In an action to recover damages for personal injuries, the defendants appeal from an order of the Supreme Court, Queens County (McDonald, J.), entered July 20, 2011, which conditionally granted that branch of the plaintiffs motion pursuant to CPLR 3126 which was to strike the answer of the defendant *667Felix Castro unless that defendant appeared for a deposition within a specified time.
Ordered that the order is affirmed, with costs.
This action arose out of an automobile collision that occurred on April 28, 2007, in Astoria, Queens, between a motor vehicle owned by the defendant Litza Lores and operated by the defendant Felix Castro, and a motor vehicle operated by the plaintiff. The parties agree that Lores’s liability, if any, for the plaintiff s alleged injuries is vicarious to Castro’s liability. Castro, however, repeatedly failed to appear for a deposition, despite numerous orders of the Supreme Court directing him to appear. The plaintiff moved pursuant to CPLR 3126 to strike Castro’s answer or, in the alternative, preclude him from testifying at trial. The defendants opposed the motion.

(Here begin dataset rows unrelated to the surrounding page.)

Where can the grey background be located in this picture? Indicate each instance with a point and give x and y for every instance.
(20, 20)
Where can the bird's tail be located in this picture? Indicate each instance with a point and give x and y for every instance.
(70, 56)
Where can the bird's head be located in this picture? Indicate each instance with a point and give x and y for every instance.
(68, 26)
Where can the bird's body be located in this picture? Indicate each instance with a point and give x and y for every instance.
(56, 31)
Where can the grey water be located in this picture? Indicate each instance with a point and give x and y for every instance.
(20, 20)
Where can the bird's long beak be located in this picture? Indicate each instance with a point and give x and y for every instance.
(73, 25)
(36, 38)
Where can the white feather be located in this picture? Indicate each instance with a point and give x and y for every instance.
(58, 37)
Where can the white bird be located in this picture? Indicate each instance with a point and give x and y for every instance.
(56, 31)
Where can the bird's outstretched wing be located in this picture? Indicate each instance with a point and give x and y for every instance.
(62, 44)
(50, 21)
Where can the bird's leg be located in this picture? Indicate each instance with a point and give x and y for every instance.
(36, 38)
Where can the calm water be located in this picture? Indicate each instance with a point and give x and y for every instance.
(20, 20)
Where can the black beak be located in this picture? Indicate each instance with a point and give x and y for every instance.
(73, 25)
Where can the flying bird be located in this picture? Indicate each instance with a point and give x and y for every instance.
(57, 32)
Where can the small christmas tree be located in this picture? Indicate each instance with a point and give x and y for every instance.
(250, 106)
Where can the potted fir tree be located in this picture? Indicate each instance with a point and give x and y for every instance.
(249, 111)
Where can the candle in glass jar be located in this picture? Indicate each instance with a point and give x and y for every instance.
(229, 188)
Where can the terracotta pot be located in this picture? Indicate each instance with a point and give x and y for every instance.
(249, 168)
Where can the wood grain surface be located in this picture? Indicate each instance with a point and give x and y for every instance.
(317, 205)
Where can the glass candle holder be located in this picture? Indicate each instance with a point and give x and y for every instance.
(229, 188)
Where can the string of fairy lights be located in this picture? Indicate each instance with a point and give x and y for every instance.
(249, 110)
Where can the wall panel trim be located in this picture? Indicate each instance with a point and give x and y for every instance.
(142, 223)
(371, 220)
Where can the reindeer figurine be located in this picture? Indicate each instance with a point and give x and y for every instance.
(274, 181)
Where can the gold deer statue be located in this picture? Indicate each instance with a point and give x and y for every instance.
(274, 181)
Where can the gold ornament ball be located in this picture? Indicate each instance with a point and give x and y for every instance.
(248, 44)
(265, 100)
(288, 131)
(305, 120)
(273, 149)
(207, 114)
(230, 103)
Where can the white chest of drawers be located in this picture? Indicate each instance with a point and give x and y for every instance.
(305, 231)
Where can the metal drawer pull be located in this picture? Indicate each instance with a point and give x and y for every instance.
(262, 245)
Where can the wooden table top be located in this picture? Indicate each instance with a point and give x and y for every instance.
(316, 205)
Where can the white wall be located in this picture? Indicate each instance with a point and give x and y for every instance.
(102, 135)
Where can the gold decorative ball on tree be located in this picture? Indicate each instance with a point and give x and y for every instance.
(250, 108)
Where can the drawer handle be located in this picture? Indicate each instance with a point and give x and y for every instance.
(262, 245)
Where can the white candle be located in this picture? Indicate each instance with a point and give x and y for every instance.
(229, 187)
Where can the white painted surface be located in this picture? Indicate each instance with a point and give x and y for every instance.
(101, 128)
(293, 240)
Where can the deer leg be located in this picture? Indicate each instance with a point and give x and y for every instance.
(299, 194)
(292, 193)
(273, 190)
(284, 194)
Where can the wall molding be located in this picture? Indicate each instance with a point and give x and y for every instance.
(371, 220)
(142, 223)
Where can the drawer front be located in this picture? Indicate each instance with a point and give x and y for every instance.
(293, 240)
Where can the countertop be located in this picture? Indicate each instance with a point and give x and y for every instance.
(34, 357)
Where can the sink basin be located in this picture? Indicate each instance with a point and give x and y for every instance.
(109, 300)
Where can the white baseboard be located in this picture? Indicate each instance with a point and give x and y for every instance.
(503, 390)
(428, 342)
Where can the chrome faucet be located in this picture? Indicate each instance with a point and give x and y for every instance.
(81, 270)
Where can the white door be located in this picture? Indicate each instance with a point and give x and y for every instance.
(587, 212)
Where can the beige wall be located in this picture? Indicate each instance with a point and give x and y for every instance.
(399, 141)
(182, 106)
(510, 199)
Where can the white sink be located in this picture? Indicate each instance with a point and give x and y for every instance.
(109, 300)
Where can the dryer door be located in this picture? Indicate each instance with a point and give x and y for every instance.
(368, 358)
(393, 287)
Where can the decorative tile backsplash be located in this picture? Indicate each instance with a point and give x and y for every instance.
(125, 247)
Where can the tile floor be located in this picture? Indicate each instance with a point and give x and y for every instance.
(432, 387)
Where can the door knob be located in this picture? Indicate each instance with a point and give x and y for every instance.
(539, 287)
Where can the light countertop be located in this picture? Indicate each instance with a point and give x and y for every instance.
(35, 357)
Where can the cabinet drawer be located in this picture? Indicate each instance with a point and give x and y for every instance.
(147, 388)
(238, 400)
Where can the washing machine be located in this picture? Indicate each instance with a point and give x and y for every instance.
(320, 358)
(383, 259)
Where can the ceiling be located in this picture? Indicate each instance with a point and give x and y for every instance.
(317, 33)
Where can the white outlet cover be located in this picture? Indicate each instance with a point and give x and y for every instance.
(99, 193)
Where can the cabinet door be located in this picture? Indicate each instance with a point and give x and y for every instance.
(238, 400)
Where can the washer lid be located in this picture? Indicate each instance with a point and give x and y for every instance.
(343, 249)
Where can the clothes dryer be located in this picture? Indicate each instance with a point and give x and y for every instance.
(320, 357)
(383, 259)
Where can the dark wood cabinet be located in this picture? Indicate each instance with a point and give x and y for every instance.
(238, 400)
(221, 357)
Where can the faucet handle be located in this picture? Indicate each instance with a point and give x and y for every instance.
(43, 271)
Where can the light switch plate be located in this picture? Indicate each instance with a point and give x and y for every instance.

The Supreme Court conditionally granted that branch of the motion which was to strike Castro’s answer unless he appeared for a deposition on a date certain. The defendants appeal.

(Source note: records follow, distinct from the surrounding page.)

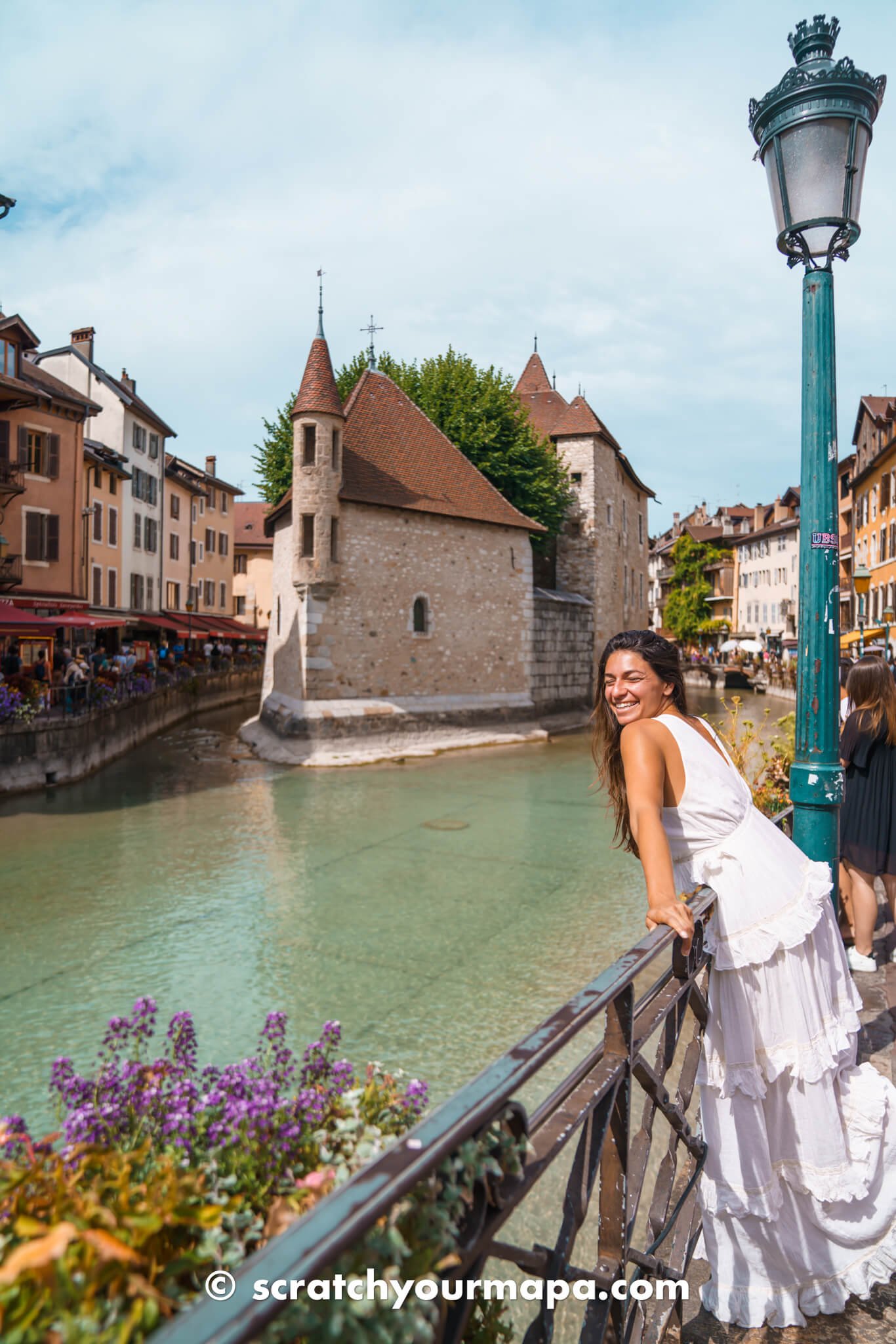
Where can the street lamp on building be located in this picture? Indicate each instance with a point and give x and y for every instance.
(813, 131)
(861, 582)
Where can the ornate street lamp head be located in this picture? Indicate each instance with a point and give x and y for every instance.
(813, 131)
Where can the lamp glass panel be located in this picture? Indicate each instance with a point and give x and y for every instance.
(815, 159)
(863, 140)
(770, 164)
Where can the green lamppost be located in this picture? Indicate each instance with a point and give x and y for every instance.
(861, 582)
(813, 131)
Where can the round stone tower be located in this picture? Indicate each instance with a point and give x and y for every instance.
(319, 424)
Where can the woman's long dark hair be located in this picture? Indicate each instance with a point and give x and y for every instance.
(662, 658)
(872, 694)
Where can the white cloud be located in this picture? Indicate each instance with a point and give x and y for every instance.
(469, 177)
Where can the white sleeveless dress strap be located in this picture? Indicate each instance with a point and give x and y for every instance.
(798, 1192)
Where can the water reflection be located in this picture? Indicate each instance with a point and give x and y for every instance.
(232, 887)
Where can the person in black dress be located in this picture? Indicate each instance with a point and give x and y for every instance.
(868, 815)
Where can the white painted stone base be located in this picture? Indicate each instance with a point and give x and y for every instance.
(382, 746)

Actions should be resolved on the merits when possible, but a court may strike a defendant’s answer upon a clear showing that the defendant willfully and contumaciously failed to comply with court-ordered discovery (see CPLR 3126 [3]; Rawlings v Gillert, 78 AD3d 806, 807 [2010]; Giano v Ioannou, 78 AD3d 768, 770-771 [2010]; Carabello v Luna, 49 AD3d 679, 679-680 [2008]). Here, Castro failed to appear for a court-ordered deposition on three separate dates over a nine-month period. Moreover, the defendants failed to substantiate a reasonable excuse for those failures. Under these circumstances, the Supreme Court did not improvidently exercise its discretion in conditionally striking Castro’s answer (see Orgel v Stewart Tit. Ins. Co., 91 AD3d 922, 924 [2012]; Rawlings v Gillert, 78 AD3d at 807; Riccuiti v Consumer Prod. Servs., LLC, 71 AD3d 754, 755 [2010]; Carabello v Luna, 49 AD3d at 679-680).
The parties’ remaining contentions do not require a different result. Rivera, J.P., Balkin, Leventhal and Hinds-Radix, JJ., concur.